Adler supported all of this. He saw himself as a co-manager, working as an equal partner with the company management. And like all managers, he believed he should receive an appropriate salary.

The salary of a member of the works council is supposed to be based on that of his or her colleagues on the job where he or she originally worked. Adler, a television technician by trade, is surely the only member of his profession who receives an annual salary of €360,000.

Adler’s salary came to light only because of his greed. He is 64 and due to retire next year. Although his term as works council chairman also expires next year, Adler wants to remain on Siemens’s payroll after he has reached retirement age. Recently, he sought a further promotion to increase his income and pension even more.

When labour director Brigitte Ederer opposed the continued employment of Adler, he mobilised his base of support. He ensured that the board of directors in September removed Ederer, a former leader of the Austrian Social Democrats, from her post. There was delight among the workers’ representatives, the Süddeutsche Zeitung reported. In a circular letter from the works council chairman, Adler wrote that there had been “sharp conflicts” and a “fundamental difference of opinion on how operational consensus should work in practice.”

Adler is not the only central works council chairman who is paid handsomely by his firm. Works council chairmen at other major concerns, such as Wolfgang Schäfer-Klug (Opel), Erich Klemm (Daimler), Bernd Osterloh (VW), Manfred Schoch (BMW), Wilhelm Segerath (ThyssenKrupp) and Monika Brandl (Telekom) receive comparable salaries.

The additional donations that go to the works council as a “thank you” are not counted in this. The most infamous of these are the benefits that Volkswagen paid to its works council until several years ago. VW’s head of human resources, Peter Hartz, who developed the anti-welfare Hartz reforms, gave works council chairman Klaus Volkert and his colleagues bonuses, tailored suits and mobile telephones, and paid for visits to brothels. The bonuses for Volkert alone ran into millions. Volkert was sent to prison, while Hartz retired.

Most members of works councils have received “overtime rates” for years without any objections. Under Klaus Franz, who was the works council chairman at Opel for many years, all works council members received lump-sum payments of up to €1,300 per month. The money was supposedly payment for additional hours worked.

Although the state prosecutor launched an investigation, the proceedings against Franz and two Opel managers were halted. Breaches of paragraph 119 of the works council law can be pursued and punished only on the application of those affected. Neither Opel nor the works council nor the IG Metall union wished to make such an application.

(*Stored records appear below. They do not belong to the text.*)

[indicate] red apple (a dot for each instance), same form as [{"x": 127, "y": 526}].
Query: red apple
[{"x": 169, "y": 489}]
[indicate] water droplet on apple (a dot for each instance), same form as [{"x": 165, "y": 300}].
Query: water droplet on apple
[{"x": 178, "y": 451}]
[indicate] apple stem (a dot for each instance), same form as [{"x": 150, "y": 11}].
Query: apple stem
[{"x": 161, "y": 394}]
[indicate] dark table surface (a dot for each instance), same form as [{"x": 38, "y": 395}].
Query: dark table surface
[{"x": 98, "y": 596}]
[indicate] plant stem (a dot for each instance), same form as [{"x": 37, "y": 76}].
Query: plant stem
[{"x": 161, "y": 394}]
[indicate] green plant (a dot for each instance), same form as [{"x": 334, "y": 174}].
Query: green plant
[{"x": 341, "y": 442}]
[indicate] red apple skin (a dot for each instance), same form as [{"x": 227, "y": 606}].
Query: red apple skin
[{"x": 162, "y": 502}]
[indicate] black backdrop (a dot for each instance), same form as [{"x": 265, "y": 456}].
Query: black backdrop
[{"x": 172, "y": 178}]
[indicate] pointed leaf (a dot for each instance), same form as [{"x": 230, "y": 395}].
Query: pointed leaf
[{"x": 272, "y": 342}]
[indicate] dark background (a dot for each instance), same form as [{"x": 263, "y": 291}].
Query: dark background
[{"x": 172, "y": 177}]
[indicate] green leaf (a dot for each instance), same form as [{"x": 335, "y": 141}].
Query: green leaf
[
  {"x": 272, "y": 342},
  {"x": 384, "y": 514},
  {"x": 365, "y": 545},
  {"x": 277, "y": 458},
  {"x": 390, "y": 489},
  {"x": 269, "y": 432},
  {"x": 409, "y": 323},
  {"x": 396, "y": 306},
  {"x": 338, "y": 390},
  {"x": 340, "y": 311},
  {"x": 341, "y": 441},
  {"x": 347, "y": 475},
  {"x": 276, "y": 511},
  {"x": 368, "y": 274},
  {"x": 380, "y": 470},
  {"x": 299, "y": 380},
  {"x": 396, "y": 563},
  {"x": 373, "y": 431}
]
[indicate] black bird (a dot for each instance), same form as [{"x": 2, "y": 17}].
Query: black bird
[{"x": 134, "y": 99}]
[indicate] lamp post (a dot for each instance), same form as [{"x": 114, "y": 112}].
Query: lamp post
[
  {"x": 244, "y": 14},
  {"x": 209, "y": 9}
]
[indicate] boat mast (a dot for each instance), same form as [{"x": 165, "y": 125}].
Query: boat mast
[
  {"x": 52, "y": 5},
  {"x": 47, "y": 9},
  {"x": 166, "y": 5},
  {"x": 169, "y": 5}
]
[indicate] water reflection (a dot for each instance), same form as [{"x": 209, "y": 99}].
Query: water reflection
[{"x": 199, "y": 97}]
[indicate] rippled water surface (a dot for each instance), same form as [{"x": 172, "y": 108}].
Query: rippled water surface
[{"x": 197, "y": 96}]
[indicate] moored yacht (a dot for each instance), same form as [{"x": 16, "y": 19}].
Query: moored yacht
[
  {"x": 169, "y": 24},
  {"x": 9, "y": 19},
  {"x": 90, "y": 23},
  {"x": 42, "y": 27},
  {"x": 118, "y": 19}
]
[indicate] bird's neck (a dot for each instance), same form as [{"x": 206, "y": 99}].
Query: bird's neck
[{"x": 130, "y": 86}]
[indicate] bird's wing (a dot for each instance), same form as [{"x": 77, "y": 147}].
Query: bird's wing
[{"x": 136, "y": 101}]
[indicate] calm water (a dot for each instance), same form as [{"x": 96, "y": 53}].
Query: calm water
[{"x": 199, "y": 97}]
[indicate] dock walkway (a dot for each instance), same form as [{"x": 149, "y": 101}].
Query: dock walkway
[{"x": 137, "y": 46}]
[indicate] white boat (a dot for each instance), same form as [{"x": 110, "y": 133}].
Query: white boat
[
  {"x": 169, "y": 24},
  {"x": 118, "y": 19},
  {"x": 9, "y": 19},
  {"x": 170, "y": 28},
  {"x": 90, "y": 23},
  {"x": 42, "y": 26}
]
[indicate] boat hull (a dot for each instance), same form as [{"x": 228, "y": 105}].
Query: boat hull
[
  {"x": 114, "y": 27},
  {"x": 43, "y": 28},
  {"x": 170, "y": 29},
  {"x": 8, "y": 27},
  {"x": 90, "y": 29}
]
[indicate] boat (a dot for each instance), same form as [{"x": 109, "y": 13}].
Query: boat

The union officials are fighting tooth and nail to ensure that their incestuous ties with major concerns are not made public. When Siemens intended to publish its business report two years ago detailing the salaries of members of the works council who also sit on the board of directors, the deputy chair of the board, Berthold Huber, intervened immediately. Huber would not have been affected, as he is not on the works council. He is the chairman of IG Metall, for which he is paid more than €260,000. But for him it was a matter of principle.

Huber prevailed against Gerhard Cromme, who was chief executive of Siemens at the time. Siemens was merely seeking to comply with EU regulations, which require firms to make salaries public. But, like many other firms, Siemens ignored this.

As a result, the public rarely finds out about the real financial relations between the trade unions and companies, and when they do, it is usually because some of their representatives feel short-changed, like Lothar Adler. But as with all trade union officials, Adler thinks it “completely normal” that he acts as a co-manager on behalf of the company against the workers, and that he is paid handsomely for doing so. As he said to the DPA news agency, “I have a good conscience on this issue.”